I think the real question is: Do I want my network, or the networks I use, to have middleboxes?

Grasping

I am trying to grasp a new area of study, network architecture. I appreciate Dr. Zappala's approach to helping us do that. So, what have I actually learned? Also, what avenues do I think might be promising for future research? It is interesting to me that as a graduate student I am asked to begin to comprehend an entirely new area of computer science, and at the same time throw out some ideas for possibly contributing to the area. I like the challenge. Maybe that is why I am a graduate student.

I tend to like network architecture ideas which emphasize small interchangeable parts, rather than large-scale integrated solutions. In my mind, large integrated solutions belong to the networks which connect to the internet. The internet itself should be dedicated to providing basic communications between disparate networks.

It seems that many ideas we have studied are an attempt to solve problems of typical users. In my mind, the problems of typical users should be solved by specific networks which cater to typical users. The internet should be treated separately from the networks which connect to it. Otherwise, we treat the internet as a single inflexible behemoth.

Friday, September 3, 2010

Branding

The paper, A Data-Oriented (and Beyond) Network Architecture, proposes to replace well known internet names, like www.google.com, with long names which are not human readable. As a newbie to this field I appreciate the paper for the exposure it provides to related work. Routing by name and anycast seem to be important.

I'm sure there are a lot of things to learn from this work. However, my gut reaction is that the idea of getting rid of human readable names will never ever work. Those names are too valuable. An internet name is essentially a brand. Brands can have a lot of value. This issue of internet naming is a financial issue, as well as a networking issue. Naming is also an important human computer interaction issue.

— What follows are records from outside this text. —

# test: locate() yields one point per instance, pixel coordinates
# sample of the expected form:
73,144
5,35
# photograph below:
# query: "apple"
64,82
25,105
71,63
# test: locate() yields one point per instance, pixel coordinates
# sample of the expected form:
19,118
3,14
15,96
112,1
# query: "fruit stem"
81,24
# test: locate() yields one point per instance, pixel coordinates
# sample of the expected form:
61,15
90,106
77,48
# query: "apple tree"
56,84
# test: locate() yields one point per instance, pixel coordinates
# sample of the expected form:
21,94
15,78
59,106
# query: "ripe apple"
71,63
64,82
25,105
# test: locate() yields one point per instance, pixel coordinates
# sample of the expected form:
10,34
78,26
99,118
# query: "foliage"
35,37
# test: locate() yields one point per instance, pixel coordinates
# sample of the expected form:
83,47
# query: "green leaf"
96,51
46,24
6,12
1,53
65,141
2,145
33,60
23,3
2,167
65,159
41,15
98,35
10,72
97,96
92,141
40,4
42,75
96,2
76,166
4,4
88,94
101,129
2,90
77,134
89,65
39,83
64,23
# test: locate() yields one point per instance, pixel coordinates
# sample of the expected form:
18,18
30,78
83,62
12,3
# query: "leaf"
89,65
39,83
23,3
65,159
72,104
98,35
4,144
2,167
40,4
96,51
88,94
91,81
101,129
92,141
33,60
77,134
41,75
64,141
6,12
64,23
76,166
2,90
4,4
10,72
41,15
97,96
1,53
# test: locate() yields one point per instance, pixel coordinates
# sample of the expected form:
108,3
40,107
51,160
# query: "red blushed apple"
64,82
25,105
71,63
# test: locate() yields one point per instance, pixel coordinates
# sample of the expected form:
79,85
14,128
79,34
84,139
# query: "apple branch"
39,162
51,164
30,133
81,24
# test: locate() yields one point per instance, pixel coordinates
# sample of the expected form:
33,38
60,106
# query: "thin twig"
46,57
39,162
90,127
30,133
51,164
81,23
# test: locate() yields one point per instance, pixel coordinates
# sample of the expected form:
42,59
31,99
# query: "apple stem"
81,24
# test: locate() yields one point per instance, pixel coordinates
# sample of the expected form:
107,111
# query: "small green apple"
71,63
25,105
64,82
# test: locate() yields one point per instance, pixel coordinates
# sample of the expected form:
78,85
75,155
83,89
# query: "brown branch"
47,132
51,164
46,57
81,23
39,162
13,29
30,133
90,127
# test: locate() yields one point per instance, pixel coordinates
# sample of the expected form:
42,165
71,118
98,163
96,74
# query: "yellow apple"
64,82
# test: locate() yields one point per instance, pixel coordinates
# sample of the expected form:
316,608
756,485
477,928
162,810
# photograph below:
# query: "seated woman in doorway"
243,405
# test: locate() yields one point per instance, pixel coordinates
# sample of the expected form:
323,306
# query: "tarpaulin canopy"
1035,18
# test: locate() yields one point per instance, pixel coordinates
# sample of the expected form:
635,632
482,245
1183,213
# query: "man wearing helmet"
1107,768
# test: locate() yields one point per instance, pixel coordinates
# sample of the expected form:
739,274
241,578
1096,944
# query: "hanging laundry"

To me, naming is what abstracts the data from the specific host from which it may be obtained. When I type in a name, I expect a service, and I don't care which specific host provides it. I do expect the name to be persistent. And it generally is.

The new approach to naming proposed in this paper is intended to improve persistence of names for data or services. It seems to me that the proposed changes to naming may actually make names less persistent than they are today. The new names are associated with public-private key pairs. This means that if the key changes, then the name is no longer valid.

Wednesday, September 1, 2010

First Impressions on a Data-Oriented Network Architecture

The paper assigned for tomorrow is A Data-Oriented (and Beyond) Network Architecture. I've decided to share some of my first impressions, though my opinions are subject to change after our discussion in class tomorrow.

My first thought is that the paper doesn't seem to propose as much of a "clean-slate" as it promises in the introduction. Is this architecture really intended to completely replace DNS? It seems to say that I will need to have a bookmark to get to any site (p.3). How would I get to a search engine to find other sites? How would I get to a site that isn't indexed by search engines? How would I follow up on, say, a radio advertisement? Additionally, if the object names are based on a hash of the principal's public key, what happens when the key expires (typically keys are valid for about a year)? If users consider DONA names less usable than DNS names, then this would limit the usefulness of the new system.

On a lower level, the paper implies that HTTP would be rebuilt on top of DONA, but there aren't enough specifics that I would know what this looks like. At one point, it mentions that the URL would not be needed because the name is taken care of by DONA (p.5), but at another point it states that a principle may choose to just name her web site or name her web site and each page within it (p.3). It's hard to tell just how revolutionary the design is intending to be. Would it work alongside DNS and HTTP, or would it really be a complete replacement?

My biggest concern is that the design is data-oriented instead of service oriented. The paper was published in 2007, but even by then the "Web 2.0" phenomenon was in full swing. The feasibility section estimates the number of public web pages on the order of 10^10, but considering that personalization could multiply this by the number of users, I think that the estimates in the feasibility analysis (p.9) are orders of magnitude too small. I could imagine a company like Google or Facebook easily producing 10^12 to 10^16 unique data objects per day. Since there wasn't any discussion of cookies or AJAX or even latency, I just don't know what to think about feasibility. Delivering static content may indeed be better in the new architecture, but what if the video producer chooses to create a separate stream for each user for the purposes of watermarking? The design seems to be focused on completely static content.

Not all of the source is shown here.